Friday's edition of Indonesian daily Suara Pembaruan published a photo of two Scorpion tanks, made by the Coventry firm Alvis, in offensive operations in Pidie sub-district, north Aceh, while an Indonesian military commander told The Observer he knew the Foreign Office in London would "have a fit".
The spectre of British-made tanks involved in the conflict is acutely embarrassing for the Blair Government, which came under pressure to block the sale after it was elected in 1997. Yesterday a Foreign Office spokesman said an investigation would be launched. Despite pledging to introduce an ethical foreign policy, then Foreign Secretary Robin Cook allowed the export of these tanks because he claimed they had received assurances the equipment would not not be used for internal repression. The decision by the Indonesian military to use them in this bloody civil conflict is a clear violation of those promises, and human rights groups are demanding the British Government intervenes.

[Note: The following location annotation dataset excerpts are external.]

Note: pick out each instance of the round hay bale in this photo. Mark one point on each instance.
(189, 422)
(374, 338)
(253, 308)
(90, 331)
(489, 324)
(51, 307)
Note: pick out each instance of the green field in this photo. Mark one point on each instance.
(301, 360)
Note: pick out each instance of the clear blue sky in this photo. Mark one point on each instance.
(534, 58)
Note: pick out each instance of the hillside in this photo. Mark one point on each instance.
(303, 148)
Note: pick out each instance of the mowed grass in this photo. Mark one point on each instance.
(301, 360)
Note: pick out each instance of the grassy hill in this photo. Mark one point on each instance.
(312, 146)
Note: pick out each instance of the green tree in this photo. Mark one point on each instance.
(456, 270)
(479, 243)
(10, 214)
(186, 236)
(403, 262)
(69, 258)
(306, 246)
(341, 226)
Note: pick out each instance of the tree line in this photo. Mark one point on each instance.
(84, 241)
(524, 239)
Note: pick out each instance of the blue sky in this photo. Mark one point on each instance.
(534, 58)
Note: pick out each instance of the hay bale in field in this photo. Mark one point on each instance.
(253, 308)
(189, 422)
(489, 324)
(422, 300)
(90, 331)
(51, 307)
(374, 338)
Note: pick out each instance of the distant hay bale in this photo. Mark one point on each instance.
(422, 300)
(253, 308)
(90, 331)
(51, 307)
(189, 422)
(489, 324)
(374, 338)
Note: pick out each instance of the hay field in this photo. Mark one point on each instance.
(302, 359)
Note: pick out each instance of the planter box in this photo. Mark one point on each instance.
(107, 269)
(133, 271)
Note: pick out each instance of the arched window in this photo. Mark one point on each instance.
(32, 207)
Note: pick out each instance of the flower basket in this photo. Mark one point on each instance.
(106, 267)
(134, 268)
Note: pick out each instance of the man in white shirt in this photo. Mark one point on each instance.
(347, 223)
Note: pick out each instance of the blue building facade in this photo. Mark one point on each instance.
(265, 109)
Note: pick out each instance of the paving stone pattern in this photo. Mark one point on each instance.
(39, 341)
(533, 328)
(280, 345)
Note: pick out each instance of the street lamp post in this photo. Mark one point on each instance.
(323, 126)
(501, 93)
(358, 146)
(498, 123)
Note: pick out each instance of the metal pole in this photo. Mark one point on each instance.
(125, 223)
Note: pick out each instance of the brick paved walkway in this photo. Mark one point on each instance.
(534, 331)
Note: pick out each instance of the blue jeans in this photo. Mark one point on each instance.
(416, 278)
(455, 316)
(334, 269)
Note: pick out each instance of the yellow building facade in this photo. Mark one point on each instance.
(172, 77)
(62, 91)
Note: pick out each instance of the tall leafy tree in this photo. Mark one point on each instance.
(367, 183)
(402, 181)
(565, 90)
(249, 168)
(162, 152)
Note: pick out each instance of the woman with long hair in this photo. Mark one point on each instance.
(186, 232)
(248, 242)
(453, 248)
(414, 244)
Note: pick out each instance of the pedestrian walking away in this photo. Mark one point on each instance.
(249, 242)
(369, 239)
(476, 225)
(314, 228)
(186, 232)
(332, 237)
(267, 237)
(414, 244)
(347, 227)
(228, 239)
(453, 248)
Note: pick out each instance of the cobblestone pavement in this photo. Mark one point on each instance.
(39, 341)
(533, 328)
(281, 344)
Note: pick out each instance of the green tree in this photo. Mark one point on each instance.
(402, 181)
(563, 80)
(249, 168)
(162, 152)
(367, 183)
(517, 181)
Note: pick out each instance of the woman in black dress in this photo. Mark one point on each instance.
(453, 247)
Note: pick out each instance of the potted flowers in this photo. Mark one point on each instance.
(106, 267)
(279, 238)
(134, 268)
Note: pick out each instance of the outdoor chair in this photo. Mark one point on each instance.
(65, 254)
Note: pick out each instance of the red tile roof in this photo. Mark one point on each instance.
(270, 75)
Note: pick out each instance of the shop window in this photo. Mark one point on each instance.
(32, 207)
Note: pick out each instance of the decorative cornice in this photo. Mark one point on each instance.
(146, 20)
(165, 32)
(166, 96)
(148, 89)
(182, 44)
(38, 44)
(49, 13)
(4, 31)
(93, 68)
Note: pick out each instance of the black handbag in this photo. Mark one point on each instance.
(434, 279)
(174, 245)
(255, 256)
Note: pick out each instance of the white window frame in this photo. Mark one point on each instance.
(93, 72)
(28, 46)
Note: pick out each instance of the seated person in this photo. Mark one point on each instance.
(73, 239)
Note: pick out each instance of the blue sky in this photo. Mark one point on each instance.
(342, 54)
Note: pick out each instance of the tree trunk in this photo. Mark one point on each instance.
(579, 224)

Indonesian generals have repeatedly said they do not intend to abide by non-binding assurances made to the British Government about the use of weapons. Earlier this month Colonel Ditya Sudarsono insisted they would not be used to violate civilians' human rights but would be used offensively. "They will become a key part of our campaign to finish off the separatists," he said. "They will be used for restoring peace to the province." Ditya admitted Britain would be unhappy at the Scorpions' deployment. "Maybe later the British Foreign Minister will have a fit," he said.
Far Eastern Economic review - July 17, 2003
The upper and lower houses of the United States Congress clearly differ over whether to restore training for Indonesian military officers.
At a June 26 hearing before the Asia subcommittee of the House International Relations Committee, congressmen twice asked senior Pentagon officials whether they thought Washington's suspension of military training hurt US interests in Indonesia.
Adm. Thomas Fargo, chief of the US Pacific Command, argued that military training was the best way to provide the Indonesian military with a "model for reform." Doug Bereuter, a senior Republican congressman from Nebraska, urged the Bush administration to "consult more broadly on a programme that should be in our national interest.
These sentiments differ sharply with those of the Senate Foreign Relations Committee, which voted in late May to withhold $400,000 approved last year for training officers in the US until Jakarta helps complete the investigation into the killing last August of two American teachers during an ambush in Indonesia's remote Papua province. Washington suspended aid to the Indonesian military in the early 1990s because of human-rights violations by its men in East Timor, which was then controlled by Jakarta.